Except if you were George Luka Budak.
CHAPTER 30
The violin
January, 1917
January continues
to be quite mild. On Ukrainian Christmas, January 8, the thermometer reads one degree above freezing. The prisoners don’t have to work, a change from last year. The dining hall has a tinselled Christmas tree. Green and red streamers loop across walls and dangle from the ceiling. The commandant approved the purchase of the streamers but this year the prisoners had to hang them. Not even Tymko can explain this, since it clearly takes away recreational pleasures from the guards. Still, Taras and his friends are glad not to be expected to work on what, for some unknown reason, the brass call Greek Christmas.
The dinner is better than average and the prisoners get their mail after the meal. Taras has a letter from his parents. So does Myro.
Tymko gets a card from someone he knew in the mine, Ihor from a friend in Pincher Creek.
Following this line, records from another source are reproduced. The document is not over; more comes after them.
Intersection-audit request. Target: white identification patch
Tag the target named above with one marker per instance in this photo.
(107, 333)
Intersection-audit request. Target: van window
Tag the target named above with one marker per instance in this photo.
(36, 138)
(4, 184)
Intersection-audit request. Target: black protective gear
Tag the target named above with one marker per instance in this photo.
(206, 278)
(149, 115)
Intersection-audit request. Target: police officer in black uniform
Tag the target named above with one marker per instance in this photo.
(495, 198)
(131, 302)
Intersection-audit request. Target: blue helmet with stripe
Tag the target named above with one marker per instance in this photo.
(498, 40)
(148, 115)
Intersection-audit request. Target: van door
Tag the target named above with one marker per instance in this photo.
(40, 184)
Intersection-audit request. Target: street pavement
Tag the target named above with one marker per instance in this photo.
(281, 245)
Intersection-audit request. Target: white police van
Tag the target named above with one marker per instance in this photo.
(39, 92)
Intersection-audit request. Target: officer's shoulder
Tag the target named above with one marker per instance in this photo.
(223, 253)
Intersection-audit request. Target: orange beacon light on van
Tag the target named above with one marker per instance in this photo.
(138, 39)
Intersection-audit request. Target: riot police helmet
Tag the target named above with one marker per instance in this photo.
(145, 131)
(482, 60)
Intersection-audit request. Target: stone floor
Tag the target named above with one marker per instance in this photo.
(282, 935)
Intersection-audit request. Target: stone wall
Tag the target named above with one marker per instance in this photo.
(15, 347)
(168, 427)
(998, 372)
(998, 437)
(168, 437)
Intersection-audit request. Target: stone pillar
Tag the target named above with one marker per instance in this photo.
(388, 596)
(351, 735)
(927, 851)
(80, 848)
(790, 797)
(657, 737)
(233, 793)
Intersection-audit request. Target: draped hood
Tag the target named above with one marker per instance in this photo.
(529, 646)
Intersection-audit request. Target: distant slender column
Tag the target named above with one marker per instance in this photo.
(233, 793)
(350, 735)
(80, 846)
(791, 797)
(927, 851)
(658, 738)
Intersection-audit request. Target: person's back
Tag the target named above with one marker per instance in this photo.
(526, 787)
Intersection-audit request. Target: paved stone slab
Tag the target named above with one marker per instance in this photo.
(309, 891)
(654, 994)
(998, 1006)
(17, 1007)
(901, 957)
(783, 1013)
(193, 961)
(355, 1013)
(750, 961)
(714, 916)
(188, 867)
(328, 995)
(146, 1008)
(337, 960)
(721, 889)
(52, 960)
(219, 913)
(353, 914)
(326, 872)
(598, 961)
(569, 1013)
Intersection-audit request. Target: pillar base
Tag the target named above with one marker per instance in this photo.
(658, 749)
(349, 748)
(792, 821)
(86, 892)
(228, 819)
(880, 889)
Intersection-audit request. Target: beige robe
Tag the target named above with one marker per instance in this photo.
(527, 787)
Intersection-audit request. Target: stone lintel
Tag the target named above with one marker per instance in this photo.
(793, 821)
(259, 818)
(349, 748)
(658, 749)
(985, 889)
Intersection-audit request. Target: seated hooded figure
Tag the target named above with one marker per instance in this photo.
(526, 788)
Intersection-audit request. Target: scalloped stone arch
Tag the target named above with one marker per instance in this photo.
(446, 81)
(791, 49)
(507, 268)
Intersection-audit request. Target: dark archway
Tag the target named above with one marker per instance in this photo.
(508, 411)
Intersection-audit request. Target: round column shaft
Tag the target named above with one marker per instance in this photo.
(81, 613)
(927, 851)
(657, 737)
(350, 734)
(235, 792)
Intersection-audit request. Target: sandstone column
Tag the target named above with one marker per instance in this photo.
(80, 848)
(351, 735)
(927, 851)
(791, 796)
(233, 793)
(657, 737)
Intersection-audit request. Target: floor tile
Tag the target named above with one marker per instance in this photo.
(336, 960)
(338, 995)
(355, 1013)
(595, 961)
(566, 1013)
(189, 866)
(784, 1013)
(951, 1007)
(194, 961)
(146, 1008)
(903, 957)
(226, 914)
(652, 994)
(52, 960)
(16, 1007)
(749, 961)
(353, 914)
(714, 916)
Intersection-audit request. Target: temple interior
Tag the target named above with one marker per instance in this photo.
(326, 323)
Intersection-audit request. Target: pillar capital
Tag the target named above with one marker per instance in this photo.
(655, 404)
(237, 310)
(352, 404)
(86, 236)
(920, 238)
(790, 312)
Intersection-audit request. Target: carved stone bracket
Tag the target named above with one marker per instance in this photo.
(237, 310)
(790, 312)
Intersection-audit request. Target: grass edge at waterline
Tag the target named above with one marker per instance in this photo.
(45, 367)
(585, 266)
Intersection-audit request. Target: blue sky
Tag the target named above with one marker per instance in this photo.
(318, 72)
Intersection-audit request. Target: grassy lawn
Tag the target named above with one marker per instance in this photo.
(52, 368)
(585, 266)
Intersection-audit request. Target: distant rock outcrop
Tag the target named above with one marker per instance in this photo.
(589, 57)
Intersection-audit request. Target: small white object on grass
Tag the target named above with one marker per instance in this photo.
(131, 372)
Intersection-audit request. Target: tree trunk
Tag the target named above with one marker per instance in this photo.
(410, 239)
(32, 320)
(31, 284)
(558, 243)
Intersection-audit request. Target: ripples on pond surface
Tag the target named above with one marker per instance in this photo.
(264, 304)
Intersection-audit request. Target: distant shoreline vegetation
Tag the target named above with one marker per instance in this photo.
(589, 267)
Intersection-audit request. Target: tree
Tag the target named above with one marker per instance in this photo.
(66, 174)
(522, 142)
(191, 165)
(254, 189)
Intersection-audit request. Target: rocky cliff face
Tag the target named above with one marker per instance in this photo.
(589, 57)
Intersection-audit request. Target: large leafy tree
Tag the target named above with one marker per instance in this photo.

Yuriy gets one from his wife. Taras happens to turn toward him as he opens it. A huge grin pulls at Yuriy’s face. He begins to cry –
still grinning like a madman.
“Yuriy?”
Taras asks. “Is everything all right?”
Yuriy sobs harder. His shirt collar is getting wet but he doesn’t notice. “Nadia...” he manages to say, but he chokes on the next words.
“Nadia...” he tries again. “Nadia...” He gives up on words, and with both hands makes a rounded shape over his belly.